Veal Cutlets, to dress.

Cut the veal steaks thin; hack and season them with pepper, salt, and sweet-herbs. Wash them over with melted butter, and wrap white paper buttered over them. Roast or bake them; and, when done, take off the paper, and serve them with good gravy and Seville orange-juice squeezed on.

Another way.

Take the best end of a neck of veal and cut your cutlets; four ribs will make eight cutlets. Beat them out very thin, and trim them round. Take chopped parsley, thyme, shalots, and mushrooms, pass them over the fire, add a little juice of lemon, lemon-peel, and grated nutmeg. Dip in the cutlets, crumb them, and boil them over a gentle fire. Save what you leave from dipping them in, put some brown sauce to it, and put it under them when going to table, first taking care to remove the grease from it. Lamb cutlets are done the same way.

Veal Cutlets, larded.

Cut a neck of veal into bones; lard one side, and fry them off quick. Thicken a piece of butter, of the size of a large nut, with a little flour, and whole onion. Put in as much good gravy as will just cover them, and a few mushrooms and forcemeat balls. Stove them tender; skim off all grease; squeeze in half a lemon, and serve them up.
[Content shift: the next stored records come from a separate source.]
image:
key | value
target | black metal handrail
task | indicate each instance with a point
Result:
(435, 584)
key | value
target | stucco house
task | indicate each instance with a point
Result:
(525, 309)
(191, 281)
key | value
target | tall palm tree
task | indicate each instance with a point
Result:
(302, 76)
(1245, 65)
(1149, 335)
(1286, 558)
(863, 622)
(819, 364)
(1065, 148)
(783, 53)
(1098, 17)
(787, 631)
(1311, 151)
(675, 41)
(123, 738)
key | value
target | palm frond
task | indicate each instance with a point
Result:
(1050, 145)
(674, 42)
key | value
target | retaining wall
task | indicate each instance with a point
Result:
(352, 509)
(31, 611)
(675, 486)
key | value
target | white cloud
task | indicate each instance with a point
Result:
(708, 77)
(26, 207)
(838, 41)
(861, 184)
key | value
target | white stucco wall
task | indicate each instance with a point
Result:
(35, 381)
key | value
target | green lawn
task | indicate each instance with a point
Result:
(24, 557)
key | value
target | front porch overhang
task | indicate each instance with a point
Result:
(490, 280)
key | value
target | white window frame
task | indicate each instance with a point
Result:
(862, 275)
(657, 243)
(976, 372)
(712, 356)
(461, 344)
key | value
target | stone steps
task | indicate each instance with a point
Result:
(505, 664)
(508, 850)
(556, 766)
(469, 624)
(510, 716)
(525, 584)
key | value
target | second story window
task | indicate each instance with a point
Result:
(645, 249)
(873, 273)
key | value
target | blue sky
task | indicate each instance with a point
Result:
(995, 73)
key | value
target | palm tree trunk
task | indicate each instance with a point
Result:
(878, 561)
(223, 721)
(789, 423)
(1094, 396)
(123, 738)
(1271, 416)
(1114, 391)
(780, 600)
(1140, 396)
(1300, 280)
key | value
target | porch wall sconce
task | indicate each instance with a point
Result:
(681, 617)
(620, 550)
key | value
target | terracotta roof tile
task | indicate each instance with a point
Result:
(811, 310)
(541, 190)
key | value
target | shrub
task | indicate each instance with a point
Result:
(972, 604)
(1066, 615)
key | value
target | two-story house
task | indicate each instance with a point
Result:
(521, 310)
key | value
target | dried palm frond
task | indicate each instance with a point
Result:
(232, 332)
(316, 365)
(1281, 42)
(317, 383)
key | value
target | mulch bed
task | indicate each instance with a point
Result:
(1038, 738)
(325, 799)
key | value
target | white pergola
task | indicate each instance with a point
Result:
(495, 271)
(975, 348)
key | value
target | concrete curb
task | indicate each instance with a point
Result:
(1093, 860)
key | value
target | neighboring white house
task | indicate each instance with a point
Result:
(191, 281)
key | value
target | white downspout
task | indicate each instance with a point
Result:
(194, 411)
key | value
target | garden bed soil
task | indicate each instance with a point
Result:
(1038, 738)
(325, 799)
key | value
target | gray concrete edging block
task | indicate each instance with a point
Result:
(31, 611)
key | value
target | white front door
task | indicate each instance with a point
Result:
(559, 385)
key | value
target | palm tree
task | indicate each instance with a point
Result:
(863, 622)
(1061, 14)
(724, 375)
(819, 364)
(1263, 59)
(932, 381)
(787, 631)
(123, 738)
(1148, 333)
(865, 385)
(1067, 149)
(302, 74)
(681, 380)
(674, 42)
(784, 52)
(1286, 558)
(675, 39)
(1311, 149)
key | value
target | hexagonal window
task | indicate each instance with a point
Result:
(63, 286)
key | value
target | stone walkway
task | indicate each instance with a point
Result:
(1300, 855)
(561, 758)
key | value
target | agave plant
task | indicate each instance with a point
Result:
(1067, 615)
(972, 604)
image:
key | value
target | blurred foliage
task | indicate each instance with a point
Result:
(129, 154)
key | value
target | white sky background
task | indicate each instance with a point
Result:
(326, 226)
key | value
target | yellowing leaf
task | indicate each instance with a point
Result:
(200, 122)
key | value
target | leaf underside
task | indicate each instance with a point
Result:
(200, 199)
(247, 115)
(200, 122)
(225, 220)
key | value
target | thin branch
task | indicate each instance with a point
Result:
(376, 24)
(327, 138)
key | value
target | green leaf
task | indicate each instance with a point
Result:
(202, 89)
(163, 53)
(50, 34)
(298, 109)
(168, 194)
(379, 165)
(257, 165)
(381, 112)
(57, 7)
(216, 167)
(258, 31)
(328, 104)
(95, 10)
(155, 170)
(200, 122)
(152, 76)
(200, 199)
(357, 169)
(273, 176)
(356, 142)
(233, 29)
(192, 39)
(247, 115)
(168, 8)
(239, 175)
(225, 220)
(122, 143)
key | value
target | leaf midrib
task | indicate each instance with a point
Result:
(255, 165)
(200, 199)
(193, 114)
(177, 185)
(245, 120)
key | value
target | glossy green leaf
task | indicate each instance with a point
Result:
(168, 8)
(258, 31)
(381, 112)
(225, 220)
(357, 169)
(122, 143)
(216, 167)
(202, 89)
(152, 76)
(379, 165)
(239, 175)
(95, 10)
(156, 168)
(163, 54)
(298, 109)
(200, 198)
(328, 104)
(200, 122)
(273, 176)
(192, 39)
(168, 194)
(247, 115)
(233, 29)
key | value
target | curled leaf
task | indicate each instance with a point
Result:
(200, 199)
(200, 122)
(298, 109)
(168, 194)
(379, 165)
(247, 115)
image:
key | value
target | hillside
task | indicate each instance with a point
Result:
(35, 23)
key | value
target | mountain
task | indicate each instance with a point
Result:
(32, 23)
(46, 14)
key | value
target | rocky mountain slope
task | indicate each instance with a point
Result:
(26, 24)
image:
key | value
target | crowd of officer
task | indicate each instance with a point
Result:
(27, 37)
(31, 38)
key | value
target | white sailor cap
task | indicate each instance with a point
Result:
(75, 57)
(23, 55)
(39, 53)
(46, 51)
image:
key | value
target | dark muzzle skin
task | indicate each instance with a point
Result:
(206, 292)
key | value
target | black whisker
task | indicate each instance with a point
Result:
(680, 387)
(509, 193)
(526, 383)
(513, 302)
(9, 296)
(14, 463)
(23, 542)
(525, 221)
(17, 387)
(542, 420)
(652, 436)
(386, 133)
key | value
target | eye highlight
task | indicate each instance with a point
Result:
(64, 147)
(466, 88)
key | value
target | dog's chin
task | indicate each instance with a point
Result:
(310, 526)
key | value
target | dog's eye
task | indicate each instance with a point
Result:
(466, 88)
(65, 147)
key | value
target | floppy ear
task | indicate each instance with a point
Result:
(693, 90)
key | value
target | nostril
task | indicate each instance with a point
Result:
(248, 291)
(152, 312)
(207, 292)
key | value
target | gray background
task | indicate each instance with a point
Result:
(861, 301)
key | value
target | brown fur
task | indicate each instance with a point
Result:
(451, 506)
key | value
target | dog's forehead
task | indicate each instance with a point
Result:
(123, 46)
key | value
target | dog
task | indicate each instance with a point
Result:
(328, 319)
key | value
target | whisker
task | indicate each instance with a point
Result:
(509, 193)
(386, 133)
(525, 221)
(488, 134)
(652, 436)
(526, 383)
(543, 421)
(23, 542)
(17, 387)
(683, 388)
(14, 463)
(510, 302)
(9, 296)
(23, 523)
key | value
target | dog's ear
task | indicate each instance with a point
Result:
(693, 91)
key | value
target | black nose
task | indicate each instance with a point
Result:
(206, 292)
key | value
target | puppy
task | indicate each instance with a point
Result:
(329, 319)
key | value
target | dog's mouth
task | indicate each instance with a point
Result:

Fillet of Veal, to farce or roast.

Mince some beef suet very small, with some sweet marjoram, winter savory, and thyme; season with salt, cloves, and mace, well beaten; put in grated bread; mix them all together with the yolk of an egg; make small holes in the veal, and stuff it very thick with these. Put it on the spit and roast it well. Let the sauce consist of butter, gravy, and juice of lemon, very thick. Dish the veal, and pour the sauce over it, with slices of lemon laid round the dish.

Fillet of Veal, to boil.

Cut out the bone of a fillet of veal; put it into good milk and water for a little while: make some forcemeat with boiled clary, raw carrots, beef suet, grated bread, sweet-herbs, and a good quantity of shrimps, nutmeg, and mace, the yolks of three eggs boiled hard, some pepper and salt, and two raw eggs; roll it up in butter, and stuff the veal with it. Boil the veal in a cloth for two hours, and scald four or five cucumbers, in order to take out the pulp the more easily. This done, fill them with forcemeat, and stew them in a little thin gravy. For sauce take strong white gravy, thickened with butter, a very little flour, nutmeg, mace, and lemon-peel, three anchovies dissolved in lemon-juice, some good cream, the yolk of an egg beaten, and a glass of white wine. Serve with the cucumbers.